So it’s all on the down-low, very, very shady that they’re coming in and using regulations. That’s a first step, I think, is regulations. Once you start regulating people out, and a lot of people might not even realize that they’re being regulated out.
A good example of that is, sitting at a picnic table, a lady asked me how—she was overhearing our conversation—and she asked me, if this had anything to do with the shingles on her roof? When I inquired further, she explained to me that she is up in Johnson County; for those that don’t know, that’s the Kansas City area. She said that she needed new shingles on her roof, and she opened the phone book. She called roofers. They told her that she first needed to go down and get a permit. She went down and she got a permit. The folks at the permit office asked her what kind of shingles she is using. And she said, “I don’t know, I guess we have to discuss that with the roofer.” They pulled out a board with shingles samples, and said, “You have to pick one of these.”
That’s how drastic this comes to. Turns out that they do have a Joint Comprehensive Plan over them. They do have these regulations. I would describe them as a homeowners’ association—you know, from a very dark place—very controlling, and it controls all the way down to what products that you’re going to be able to shingle your own roof with.
And it’s all about protecting the viewshed.
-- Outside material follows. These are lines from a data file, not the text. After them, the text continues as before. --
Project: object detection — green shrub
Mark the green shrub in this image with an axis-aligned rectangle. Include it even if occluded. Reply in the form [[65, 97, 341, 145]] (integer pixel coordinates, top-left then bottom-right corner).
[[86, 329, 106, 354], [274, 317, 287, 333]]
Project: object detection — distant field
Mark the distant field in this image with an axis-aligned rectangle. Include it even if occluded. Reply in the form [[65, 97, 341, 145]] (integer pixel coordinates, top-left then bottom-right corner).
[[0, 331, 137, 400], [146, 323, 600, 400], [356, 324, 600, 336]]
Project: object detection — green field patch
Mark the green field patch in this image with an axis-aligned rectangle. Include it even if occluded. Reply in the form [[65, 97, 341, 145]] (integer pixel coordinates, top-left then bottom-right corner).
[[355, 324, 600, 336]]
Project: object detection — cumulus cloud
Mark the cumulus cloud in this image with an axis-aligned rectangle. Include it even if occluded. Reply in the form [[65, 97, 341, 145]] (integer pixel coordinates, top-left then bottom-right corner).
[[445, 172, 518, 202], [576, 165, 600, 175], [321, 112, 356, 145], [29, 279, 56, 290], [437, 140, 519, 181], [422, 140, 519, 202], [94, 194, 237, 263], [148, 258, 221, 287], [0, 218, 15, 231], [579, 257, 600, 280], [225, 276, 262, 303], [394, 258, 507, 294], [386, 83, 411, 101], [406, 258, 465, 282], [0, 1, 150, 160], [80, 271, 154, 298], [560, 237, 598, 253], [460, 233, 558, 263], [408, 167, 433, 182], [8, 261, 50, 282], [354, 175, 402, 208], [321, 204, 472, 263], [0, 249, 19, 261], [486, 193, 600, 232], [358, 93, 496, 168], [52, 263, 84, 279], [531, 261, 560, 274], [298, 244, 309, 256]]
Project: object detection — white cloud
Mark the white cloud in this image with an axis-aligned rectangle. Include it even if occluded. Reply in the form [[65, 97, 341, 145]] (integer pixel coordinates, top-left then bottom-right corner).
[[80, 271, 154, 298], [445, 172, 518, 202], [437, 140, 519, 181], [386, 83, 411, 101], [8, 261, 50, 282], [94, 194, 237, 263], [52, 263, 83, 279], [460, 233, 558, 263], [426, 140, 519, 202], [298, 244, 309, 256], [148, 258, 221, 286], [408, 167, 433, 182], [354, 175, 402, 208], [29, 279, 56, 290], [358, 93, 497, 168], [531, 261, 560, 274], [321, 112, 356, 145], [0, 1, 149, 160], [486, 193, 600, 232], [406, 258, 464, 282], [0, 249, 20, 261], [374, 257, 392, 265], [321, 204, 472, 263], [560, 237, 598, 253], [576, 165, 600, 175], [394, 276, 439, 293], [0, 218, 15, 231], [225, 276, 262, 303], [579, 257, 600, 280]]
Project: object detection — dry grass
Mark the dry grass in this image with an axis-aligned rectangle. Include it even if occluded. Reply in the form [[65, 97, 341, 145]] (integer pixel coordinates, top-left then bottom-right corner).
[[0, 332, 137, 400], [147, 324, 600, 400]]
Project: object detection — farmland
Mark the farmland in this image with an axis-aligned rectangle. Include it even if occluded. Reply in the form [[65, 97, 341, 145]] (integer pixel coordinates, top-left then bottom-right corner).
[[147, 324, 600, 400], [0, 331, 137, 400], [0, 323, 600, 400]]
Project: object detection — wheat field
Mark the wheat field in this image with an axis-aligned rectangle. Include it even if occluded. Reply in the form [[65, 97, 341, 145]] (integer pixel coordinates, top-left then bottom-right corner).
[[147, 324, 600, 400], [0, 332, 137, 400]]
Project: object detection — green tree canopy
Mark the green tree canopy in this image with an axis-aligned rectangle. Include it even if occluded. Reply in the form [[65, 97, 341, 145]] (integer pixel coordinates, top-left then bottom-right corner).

And the viewshed is best described, by what would you see if you were driving down a New England road, from your car: pastel colored houses, with shutters and pretty shingles, and just the picture-perfect world. And they paint this as the optimum place that we should be, here in the Midwest.
We get asked a lot, especially by the old timers, if this has anything to do with Buffalo Commons. I’m young enough that I actually had to look that up, and Google that word, that phrase. My answer would be that though I found no evidence that says that this is Buffalo Commons, I have found no evidence that says this is not Buffalo Commons. What Buffalo Commons is, is an older version of 30 by ’30. It’s to depopulate these Plains States, and turn this into a national park area.